Our analysis is divided into the following categories: search structure, search functionalities, and other functionalities. We have not devoted a section to the category “Multiplicity of users” because this functionality is mentioned whenever we analyze one of the selected works. It is important to notice that it is out of the scope of this work to provide a detailed explanation of the cryptographic constructions, which can be found in the referenced works.

4.1. Search Structure

The search structure of an SE scheme can involve either a sequential scan of the entire database or an index-based approach, where an index is created to facilitate the search process, as mentioned in Section 2. In this analysis, we will focus on the sequential scan-based SE schemes, as all the others are index-based, and they will be discussed in the next sections. Additionally, it is important to recall that the concept of secure search is similar to that of SE, and consequently, both approaches will be included in this analysis. Notice that secure search methods typically involve verifying all the documents in the database to find the ones that match the query, which is similar to a sequential scan process.

The work of Akavia et al. [7] is the first of the selected papers to introduce a method to perform secure search on FHE encrypted data.
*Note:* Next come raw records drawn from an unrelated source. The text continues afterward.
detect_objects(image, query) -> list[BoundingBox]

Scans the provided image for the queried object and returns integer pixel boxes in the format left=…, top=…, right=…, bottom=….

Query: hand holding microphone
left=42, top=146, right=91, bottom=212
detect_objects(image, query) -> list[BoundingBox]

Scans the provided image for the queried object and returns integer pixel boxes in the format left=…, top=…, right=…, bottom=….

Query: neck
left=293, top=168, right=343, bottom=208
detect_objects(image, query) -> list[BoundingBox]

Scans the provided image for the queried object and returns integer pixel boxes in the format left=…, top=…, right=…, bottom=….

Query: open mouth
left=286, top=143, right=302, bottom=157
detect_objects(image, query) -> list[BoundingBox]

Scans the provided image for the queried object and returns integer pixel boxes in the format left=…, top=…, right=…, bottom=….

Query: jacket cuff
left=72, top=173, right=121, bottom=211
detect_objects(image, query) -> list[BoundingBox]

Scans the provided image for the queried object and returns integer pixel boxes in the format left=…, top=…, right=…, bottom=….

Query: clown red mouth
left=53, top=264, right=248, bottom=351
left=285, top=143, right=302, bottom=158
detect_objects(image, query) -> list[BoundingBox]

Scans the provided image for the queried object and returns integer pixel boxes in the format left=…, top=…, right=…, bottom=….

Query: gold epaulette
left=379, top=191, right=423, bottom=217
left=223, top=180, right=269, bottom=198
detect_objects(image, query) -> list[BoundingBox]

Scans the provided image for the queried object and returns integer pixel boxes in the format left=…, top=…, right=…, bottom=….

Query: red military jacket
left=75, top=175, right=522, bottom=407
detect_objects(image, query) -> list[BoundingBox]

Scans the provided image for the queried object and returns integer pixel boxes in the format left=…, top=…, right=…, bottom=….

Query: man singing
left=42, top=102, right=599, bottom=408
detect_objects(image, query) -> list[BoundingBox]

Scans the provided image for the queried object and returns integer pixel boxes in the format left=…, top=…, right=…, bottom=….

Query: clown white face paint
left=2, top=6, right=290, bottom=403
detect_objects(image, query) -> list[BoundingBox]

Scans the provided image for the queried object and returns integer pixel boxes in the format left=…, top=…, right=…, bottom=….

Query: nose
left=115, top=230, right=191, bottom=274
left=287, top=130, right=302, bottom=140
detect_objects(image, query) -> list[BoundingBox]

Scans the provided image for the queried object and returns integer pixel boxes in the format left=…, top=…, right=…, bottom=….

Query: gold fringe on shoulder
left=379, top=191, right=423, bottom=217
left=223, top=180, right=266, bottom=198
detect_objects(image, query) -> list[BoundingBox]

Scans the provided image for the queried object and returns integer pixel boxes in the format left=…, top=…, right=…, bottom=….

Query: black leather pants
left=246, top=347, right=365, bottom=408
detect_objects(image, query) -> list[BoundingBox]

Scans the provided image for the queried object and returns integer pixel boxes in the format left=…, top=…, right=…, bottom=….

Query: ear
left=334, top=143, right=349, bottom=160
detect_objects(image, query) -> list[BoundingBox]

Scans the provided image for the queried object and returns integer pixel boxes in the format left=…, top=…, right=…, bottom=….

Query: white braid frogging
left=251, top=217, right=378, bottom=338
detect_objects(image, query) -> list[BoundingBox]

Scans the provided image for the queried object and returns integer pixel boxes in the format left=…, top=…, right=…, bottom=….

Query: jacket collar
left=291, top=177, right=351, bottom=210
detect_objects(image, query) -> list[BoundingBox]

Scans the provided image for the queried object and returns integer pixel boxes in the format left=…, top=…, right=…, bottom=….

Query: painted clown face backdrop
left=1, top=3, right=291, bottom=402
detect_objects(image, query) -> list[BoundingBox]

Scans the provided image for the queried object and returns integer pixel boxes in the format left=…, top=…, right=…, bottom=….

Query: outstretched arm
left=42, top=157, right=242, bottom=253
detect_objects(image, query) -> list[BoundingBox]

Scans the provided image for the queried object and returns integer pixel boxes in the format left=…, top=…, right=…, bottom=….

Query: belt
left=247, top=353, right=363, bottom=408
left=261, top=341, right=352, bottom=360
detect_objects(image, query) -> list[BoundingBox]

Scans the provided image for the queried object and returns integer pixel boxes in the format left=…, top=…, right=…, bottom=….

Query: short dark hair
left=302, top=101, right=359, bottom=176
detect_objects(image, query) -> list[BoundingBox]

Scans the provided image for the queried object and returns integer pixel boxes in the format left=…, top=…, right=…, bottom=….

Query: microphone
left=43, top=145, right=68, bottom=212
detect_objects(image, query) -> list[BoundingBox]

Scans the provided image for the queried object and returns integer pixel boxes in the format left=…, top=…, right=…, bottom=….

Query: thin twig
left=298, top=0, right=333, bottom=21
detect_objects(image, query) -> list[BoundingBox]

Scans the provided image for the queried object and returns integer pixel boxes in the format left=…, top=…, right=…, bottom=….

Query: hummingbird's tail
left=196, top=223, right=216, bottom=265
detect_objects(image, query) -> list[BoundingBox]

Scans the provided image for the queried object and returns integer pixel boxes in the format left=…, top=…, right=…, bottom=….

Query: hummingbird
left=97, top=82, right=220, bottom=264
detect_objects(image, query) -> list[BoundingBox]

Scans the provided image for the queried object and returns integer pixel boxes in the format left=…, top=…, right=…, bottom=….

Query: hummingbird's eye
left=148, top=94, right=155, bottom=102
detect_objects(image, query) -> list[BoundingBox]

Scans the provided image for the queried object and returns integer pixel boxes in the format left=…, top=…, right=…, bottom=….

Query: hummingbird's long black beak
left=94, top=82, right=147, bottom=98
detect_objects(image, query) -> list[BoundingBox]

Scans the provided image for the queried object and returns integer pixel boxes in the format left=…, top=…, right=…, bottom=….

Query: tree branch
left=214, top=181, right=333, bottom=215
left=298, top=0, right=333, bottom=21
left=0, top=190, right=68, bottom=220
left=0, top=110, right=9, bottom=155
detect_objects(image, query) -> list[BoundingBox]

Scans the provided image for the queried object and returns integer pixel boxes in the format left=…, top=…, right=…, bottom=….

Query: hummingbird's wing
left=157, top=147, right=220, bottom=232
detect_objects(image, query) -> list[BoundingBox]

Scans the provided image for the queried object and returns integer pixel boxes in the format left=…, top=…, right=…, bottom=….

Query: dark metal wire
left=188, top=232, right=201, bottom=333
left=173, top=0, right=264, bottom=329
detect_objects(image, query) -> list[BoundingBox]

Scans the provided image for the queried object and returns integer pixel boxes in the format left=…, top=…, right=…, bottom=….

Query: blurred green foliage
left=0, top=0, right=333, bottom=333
The authors claim that this is achieved through the utilization of a polynomial with a degree that is logarithmic (as opposed to linear) in relation to the number of entries within the data array.

The core of their secure search protocol is the computation of a sketch of the first query match, which is done using an approach they call SPiRiT. This method returns the first piece of information that matches a lookup value in an encrypted array of data. Any standard semantically secure FHE can be used in their suggested scheme, provided that the plaintext modulus parameter is a prime number p, in which case the homomorphic operations are addition and multiplication modulo p. They claim to have a single communication round and that the communication overhead only grows with input and output sizes.

In 2020, Wen et al. [66] proposed a searching method to be used in a secure search scheme, meant for a single-user setting, named LEAF. This approach uses three new methods: localization, extraction, and reconstruction. The localization technique is used to divide the original database array into smaller intervals of equal length and to identify the first one that contains a matching item. The encrypted interval indexes containing the matched item are returned. Extraction is then used to find the interval that contains the first matched item for subsequent search operations on that interval, and Reconstruction is used to combine the information from these two techniques in order to properly locate our desired data, without needing to decrypt anything. It is worth mentioning that these authors claim that secure search consists of roughly two steps, namely matching, and searching. In the matching step, the server compares the client’s encrypted search query to all encrypted database items, returning a second encrypted array of 0s and 1s with a 1 denoting the item in the database that matches the query. The searching step returns all 1’s indexes and corresponding items to the client. Therefore, their work focuses on the searching step. FHE is used in this scheme to encrypt both sensitive data and search queries. In fact, one of the main goals of this scheme is to optimize the use of FHE in secure search by reducing the number of necessary computations, namely the number of multiplications. Moreover, the authors also propose a variant of this scheme, named LEAF+, which uses lazy bootstrapping. On the upside, the bootstrapping step can control the algorithm’s computational depth, and the larger the database, the greater the optimization effect. On the other hand, when the size of the database is small, this variant will be ineffective, since it brings many extra multiplication operations and computation depth.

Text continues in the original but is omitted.